13. Hukuk Dairesi 2012/26741 E. , 2013/3314 K.
"İçtihat Metni"MAHKEMESİ :Asliye Hukuk Mahkemesi (Tüketici Mahkemesi sıfatıyla)
Taraflar arasındaki menfi tespit davasının yapılan yargılaması sonunda ilamda yazılı nedenlerden dolayı davanın reddine yönelik olarak verilen hükmün süresi içinde davacı avukatınca temyiz edilmesi üzerine dosya incelendi gereği konuşulup düşünüldü.
KARAR
Davacı, dava dışı borçlu ... ile davalı banka arasında imzalanan kredi kartı sözleşmesine kefil sıfatı ile sorumlu olarak imza attığını, davalı bankanın kendisine bilgi vermeden kredi kartı limitini arttırdığını ve kötü niyetle hakkında icra takibi yaptığını, davalı bankaya borçlu olmadığının tespitine karar verilmesini istemiştir.

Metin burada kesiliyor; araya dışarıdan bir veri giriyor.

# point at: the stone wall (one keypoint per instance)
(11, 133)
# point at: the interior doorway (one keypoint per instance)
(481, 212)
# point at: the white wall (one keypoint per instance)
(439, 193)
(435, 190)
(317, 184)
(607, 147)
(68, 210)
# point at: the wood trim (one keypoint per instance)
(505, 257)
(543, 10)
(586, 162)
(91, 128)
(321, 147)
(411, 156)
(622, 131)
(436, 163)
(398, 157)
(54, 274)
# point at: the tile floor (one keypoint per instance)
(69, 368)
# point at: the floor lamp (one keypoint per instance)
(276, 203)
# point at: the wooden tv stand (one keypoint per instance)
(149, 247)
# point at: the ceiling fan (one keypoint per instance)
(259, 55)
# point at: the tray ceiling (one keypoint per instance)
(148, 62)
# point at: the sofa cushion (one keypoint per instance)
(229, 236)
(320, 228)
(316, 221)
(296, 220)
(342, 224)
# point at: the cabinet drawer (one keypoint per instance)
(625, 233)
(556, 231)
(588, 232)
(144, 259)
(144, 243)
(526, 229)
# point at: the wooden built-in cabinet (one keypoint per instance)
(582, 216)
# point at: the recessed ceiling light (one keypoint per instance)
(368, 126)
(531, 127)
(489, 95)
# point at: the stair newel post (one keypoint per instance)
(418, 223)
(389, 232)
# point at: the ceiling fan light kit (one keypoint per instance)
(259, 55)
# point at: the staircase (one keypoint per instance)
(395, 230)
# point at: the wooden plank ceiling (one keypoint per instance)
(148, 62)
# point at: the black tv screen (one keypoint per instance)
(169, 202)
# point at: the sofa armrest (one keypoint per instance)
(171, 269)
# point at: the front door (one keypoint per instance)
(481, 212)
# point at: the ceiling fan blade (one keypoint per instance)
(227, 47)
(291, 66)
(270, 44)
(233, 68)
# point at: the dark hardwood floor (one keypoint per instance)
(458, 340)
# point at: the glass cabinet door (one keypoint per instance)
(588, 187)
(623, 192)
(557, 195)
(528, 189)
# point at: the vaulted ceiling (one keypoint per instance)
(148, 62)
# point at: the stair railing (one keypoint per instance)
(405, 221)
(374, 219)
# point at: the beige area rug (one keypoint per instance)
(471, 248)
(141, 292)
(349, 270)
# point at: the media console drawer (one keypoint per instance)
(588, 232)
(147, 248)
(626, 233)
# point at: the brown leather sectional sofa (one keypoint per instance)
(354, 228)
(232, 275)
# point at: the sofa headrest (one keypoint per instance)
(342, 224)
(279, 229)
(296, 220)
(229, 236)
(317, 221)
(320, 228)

Davalı banka, davacının kefil değil, garantör sıfatının bulunduğunu, bu nedenle borcun tamamından sorumlu olduğunu savunarak, davanın reddini dilemiştir.
Mahkemece, davacının kefil olmayıp garantör olduğu, davacının garantör olması nedeniyle sözleşmenin imzalandığı tarihteki limit olan 50,00 TL nın üzerindeki borçları da kabul ettiği gerekçesiyle davanın reddine karar verilmiş; hüküm, davacı tarafından temyiz edilmiştir.
Davacı eldeki dava ile davalı banka ile dava dışı ... arasında imzalanan kredi kartı verilmesine dair sözleşmeyi kefil sıfatı ile imzaladığını, sözleşmede kredi limitinin 50,00 TL olduğunu, bu nedenle davalı bankaya 5.000,00 TL borçlu olmadığının tespitini istemiştir. Mahkemece, davacının sözleşmeyi garantör sıfatıyla imzaladığı, bu nedenle sözleşmenin imzalandığı tarihteki limitin üzerindeki borçlardan da davacının sorumlu olduğu gerekçesiyle davanın reddine karar verildiği anlaşılmaktadır. Davacının sözleşme metninde yer alan garanti beyanı ile kredi sözleşmesine yollama yapılarak bu sözleşmeden doğan ve doğacak borçlar için davalıdan teminat alınmış olmakla birlikte garanti beyanının sözleşmenin asli unsuru olmadığı, feri nitelikte ve kefalet amacına yönelik olduğu anlaşılmaktadır. Bu halde, teminat verenin bağımsız bir borcu değil, kredi kartı müşterisi asıl borçlunun sorumluluğunu yüklenmiş olması nedeniyle de bir garanti sözleşmesinin varlığından söz edilemez. Diğer bir deyişle kefalet sözleşmesinde; teminat veren bağımsız bir borcu değil, kredi kartı müşterisi asıl borçlunun sorumluluğunu yüklenmiş olmaktadır. Bunun yanısıra kefalet ilişkisinde, kefalet verenin bu ilişkide bir yararlanma amacı olmadığı halde, garanti sözleşmesinde ilke olarak teminat verenin yararı olduğudur. Hiçbir menfaati olmayan, ticari bir gaye gütmeyen, sadece dostane ilişkiler nedeniyle tüketime yönelik banka kredi kartının kullanılmasına imkan tanımak için verilen teminatın amacına aykırı olarak yorumlanması doğru değildir. (HGK"nun 04.07.2001 tarih ve 2001/19-534 E, 2001/583 K sayılı ilamı)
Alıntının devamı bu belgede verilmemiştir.